Begin thinking ahead to your supporting paragraphs. We will work on these during class on Monday, but there’s no reason why you can’t begin writing these over the weekend. Bring any brainstorming and writing to class on Monday.

Project 1, Part 2: Thinking Visually

Before class on Wednesday, post your Project 1, Part 2: Thinking Visually discussion here. Briefly, you should post a comment below that includes six links to photos that you have taken for this project and shared online. Each link should be followed by 2-3 sentences discussing how that photo represents your thinking or what you would like to focus your thinking on in the future. Refer to the Project 1 assignment sheet linked above for all instructions. We will discuss your photos in class on Wednesday, so please bring your photos on your smartphone, tablet, laptop, etc. if possible.

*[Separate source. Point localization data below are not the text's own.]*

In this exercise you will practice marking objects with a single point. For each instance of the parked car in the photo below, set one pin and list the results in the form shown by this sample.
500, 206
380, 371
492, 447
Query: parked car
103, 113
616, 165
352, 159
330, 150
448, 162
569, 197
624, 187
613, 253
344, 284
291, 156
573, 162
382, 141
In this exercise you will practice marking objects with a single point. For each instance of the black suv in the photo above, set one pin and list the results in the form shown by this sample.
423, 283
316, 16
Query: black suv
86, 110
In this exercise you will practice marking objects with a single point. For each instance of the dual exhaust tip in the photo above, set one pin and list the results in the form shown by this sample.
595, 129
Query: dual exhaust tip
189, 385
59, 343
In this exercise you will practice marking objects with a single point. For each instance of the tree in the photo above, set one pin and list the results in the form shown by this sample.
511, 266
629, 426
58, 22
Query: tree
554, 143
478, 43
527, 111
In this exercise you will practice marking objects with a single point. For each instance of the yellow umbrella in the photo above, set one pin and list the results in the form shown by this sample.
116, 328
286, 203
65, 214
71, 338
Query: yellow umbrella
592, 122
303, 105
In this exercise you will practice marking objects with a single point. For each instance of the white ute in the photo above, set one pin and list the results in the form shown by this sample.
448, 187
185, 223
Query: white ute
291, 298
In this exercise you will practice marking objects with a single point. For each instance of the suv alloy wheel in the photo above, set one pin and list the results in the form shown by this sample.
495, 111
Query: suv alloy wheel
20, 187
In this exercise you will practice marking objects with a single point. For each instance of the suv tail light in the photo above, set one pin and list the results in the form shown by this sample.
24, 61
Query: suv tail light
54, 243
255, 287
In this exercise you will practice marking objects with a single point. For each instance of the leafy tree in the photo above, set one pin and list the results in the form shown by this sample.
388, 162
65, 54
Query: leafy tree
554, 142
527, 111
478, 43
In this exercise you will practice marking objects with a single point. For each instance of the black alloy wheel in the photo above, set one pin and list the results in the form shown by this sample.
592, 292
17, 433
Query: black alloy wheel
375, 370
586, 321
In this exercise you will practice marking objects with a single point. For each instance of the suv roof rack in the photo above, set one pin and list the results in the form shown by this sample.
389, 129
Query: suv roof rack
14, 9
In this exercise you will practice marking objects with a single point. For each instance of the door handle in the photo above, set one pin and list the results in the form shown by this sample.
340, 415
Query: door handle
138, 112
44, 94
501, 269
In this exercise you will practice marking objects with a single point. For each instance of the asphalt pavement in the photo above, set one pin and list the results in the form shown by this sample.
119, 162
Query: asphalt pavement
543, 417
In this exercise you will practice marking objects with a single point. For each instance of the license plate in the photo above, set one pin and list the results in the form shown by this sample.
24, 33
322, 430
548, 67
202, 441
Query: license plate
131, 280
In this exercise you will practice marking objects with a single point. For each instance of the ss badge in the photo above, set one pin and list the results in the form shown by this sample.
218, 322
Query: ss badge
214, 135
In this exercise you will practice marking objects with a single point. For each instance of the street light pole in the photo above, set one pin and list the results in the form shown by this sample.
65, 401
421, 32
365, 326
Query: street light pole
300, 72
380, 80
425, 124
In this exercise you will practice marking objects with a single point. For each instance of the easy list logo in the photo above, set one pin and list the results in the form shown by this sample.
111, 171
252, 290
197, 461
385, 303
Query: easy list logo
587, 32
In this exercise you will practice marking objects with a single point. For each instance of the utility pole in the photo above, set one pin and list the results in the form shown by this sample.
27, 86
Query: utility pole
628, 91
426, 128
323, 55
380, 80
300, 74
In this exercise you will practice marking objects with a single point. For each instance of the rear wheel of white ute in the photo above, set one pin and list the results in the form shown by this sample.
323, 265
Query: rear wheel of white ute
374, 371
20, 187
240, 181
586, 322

Project 1, Part 1: Thinking in Writing

Before class on Wednesday, post your written response to Project 1, Part 1: Thinking in Writing in a comment to this blog post. Details from the assignment sheet are included below.

Choose a full day to carry your notebook (or notepad) with you. At least once every thirty minutes (at the top of the hour and at the bottom of the hour), spent a few minutes writing down what you have been or currently are thinking about. Include meta-information that provides context, such as where you are, what you were doing, what time you had that thought, whom you were with, etc. At the end of the day, you should have several pages of notes recorded. Some of your thoughts will be mundane, others might be insightful, and others might be daydreams about the past, present, or future. Try to capture as many of your thoughts as possible—those about surface matters and those of deeper importance.


Look for patterns in your thoughts. What do you see think about more often? What do you give little attention to? On reflection, what should you give more time and energy to thinking about? Write a 250-500 word comment to the appropriate blog post on our OpenLab site that addresses these questions. Discuss those patterns that you identified and include some of your thoughts in your short essay in quotation marks, and give each of those quoted thoughts some explanation using your contextual meta-data that you scribbled into your notes. Also, discuss what thoughts you think should receive more or less attention from you.